The second-seeded Aryna Sabalenka is flying along over on Armstrong. She’s up a set and a break against France’s Clara Burel with one foot in the fourth round, where she will face the winner of the Daria Kasatkina-Greet Minnen match currently unfolding on Court 17. A semi-finalist at Flushing Meadows last year and the year before, Sabalenka can overtake Iga Swiatek as world No 1 if she can equal the young Pole’s result here.
Preamble
Hello and welcome to the Billie Jean King National Tennis Center for today’s sixth day of the US Open. It’s a gorgeous Saturday afternoon in Queens – 74F (23C) with light wind and hardly a cloud in the sky – as the top half of the men’s draw looks to book passage to the round of 16.
First up on Arthur Ashe Stadium is a third-round clash between Britain’s Dan Evans and Carlos Alcaraz, the world’s top-ranked player (for another nine days at least) and defending US Open champion who is coming in off a drama-free second-round win over Lloyd Harris.
It promises to be a stuff test for the 26th-seeded Evans, who is aiming to become the third British man to defeat a world No 1 at a grand slam after Andy Murray and Greg Rusedski. But he is coming into the match on a tailwind of optimism, as our Tumaini Carayol notes:
The past few weeks, however, have been particularly significant in the context of Evans’ career. Before the US hard court summer, it had been one of his most difficult periods since he returned from his doping ban after testing positive for cocaine.

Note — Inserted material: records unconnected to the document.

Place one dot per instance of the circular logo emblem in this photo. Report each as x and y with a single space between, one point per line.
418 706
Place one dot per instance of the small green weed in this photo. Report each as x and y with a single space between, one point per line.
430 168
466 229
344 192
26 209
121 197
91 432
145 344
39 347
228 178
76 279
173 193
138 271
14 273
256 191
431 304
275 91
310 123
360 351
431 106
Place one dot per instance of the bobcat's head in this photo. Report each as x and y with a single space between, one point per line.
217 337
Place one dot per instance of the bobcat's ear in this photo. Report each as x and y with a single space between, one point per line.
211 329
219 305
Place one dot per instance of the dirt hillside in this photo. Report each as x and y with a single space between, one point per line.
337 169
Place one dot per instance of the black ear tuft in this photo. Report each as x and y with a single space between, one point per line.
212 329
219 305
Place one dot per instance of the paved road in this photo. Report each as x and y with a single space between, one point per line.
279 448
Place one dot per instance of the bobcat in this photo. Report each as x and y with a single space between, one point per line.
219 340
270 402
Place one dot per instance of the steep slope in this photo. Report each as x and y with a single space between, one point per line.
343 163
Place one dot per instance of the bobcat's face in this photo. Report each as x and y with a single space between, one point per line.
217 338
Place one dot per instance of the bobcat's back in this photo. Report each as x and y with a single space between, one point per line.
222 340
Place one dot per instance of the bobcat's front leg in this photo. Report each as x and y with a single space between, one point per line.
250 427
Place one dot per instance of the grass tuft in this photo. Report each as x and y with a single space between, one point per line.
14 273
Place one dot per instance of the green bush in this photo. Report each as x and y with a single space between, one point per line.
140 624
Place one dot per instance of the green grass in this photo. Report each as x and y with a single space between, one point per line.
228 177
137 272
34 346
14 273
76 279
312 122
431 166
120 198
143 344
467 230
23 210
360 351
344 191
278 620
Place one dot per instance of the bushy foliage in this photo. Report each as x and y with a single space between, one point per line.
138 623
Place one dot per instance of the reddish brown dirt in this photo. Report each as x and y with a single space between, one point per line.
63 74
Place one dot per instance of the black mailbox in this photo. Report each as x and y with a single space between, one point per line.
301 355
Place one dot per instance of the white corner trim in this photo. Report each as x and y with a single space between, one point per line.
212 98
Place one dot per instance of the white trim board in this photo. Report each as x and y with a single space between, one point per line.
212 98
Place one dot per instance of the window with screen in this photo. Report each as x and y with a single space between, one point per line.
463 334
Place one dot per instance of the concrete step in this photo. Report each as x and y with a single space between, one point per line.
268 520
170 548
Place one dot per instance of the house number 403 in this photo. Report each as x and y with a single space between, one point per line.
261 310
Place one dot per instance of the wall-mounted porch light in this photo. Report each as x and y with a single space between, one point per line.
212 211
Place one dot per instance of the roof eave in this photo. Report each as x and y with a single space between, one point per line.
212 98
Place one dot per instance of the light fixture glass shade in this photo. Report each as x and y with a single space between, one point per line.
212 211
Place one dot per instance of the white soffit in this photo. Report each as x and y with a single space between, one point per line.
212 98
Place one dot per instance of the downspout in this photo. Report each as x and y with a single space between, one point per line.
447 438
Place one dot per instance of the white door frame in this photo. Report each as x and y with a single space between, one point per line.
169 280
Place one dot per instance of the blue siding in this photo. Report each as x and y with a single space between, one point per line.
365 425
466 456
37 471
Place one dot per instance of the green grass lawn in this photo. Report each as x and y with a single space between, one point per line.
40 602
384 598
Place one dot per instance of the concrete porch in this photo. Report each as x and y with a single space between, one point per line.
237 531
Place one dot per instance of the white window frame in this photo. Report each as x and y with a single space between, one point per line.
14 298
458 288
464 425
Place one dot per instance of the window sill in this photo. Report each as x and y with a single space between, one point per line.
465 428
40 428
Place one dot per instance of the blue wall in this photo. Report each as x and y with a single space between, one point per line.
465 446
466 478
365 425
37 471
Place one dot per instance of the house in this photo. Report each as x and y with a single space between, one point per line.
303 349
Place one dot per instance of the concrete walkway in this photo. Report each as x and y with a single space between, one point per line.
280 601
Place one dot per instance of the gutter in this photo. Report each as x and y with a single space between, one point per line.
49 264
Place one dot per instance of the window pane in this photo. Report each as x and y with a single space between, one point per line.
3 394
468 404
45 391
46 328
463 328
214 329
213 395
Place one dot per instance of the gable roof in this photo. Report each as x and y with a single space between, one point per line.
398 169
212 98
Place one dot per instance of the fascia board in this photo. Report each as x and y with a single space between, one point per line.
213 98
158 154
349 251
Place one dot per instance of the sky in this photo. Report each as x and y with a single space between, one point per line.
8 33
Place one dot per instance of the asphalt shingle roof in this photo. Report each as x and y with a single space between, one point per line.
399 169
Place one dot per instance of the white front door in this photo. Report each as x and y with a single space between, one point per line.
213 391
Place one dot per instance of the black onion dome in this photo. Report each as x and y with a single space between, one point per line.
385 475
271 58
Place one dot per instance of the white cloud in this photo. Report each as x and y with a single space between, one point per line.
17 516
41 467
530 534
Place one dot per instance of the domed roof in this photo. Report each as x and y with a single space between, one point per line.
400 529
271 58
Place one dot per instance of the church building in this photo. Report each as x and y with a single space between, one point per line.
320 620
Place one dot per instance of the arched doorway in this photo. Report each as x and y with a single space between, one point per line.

Between February and July, Evans had compiled a dire five-win, 14-defeat record and he had lost in the first round at 12 of those events. After the French Open, a straight-sets loss to the world No 108, Thanasi Kokkinakis, he was deeply frustrated and at a loss about how to dig himself out of the hole. He eventually opted to split from his coach, Sebastián Prieto, and the rest of his Argentinian team.
But things can change very quickly in tennis. After starting his North American hard-court swing with a first round loss to the world No 88, Dominic Köpfer, in Atlanta, Evans headed to Washington, an ATP 500 event, where he lost the first set to Grégoire Barrère 6-2.
Suddenly, everything clicked into place. He breezed through the rest of the week without dropping a set, defeating top opposition in Frances Tiafoe and Grigor Dimitrov, world Nos 10 and 20 respectively, while playing perhaps the best tennis of his entire career. His smooth, varied and attacking all-court game was in full flow as he won his biggest title to date.
The players should be on court in about 10 minutes. In the meantime, we’ll catch you up with some of the other early happenings around the grounds.